Search code examples
pythonpython-3.xlist-comprehensionnested-loops

python 3 nested comprehension


Is there a smart list/dictionary comprehension way of getting the intended output below give the following:

import numpy as np
freq_mat = np.random.randint(2,size=(4,5));
tokens = ['a', 'b', 'c', 'd', 'e'];
labels = ['X', 'S', 'Y', 'S'];

The intended output for freq_mat

array([[1, 0, 0, 1, 1],
       [0, 0, 0, 0, 1],
       [1, 0, 1, 1, 0],
       [0, 1, 0, 0, 0]])

should like the following:

[({'a': True, 'b': False, 'c': False, 'd': True, 'e': True}, 'X'),
 ({'a': False, 'b': False, 'c': False, 'd': False, 'e': True}, 'S'),
 ({'a': True, 'b': False, 'c': True, 'd': True, 'e': False}, 'Y'),
 ({'a': False, 'b': True, 'c': False, 'd': False, 'e': False}, 'S')]

Solution

  • As you note in your updated post, your original code doesn't work quite right: it adds the same value for every key in a given row - all True or all False.

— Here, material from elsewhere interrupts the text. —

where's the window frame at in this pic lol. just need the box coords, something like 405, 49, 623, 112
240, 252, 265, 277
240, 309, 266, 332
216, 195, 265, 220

The simplest correction to your original code would be this:

    featureset = []
    for row, label in zip(freq_mat, labels):
        d = dict()
        for key, val in zip(tokens, row): # The critical bit
            d[key] = val>0            
        featureset.append((d,label))
    

    A more streamlined version, but one that's still quite a bit more readable, I think, than the single-comprehension approach:

    featureset = []
    for row, label in zip(freq_mat, labels):
        d = {key: val > 0 for key, val in zip(tokens, row)}
        featureset.append((d, label))
    

    Or for the one-liner:

    featureset = [({key:val>0 for key, val in zip(tokens, row)}, label)
        for row, label in zip(freq_mat, labels)]
    

    Personally I'd probably go with the second approach, a compromise of concision and readability. But that's up to you, of course!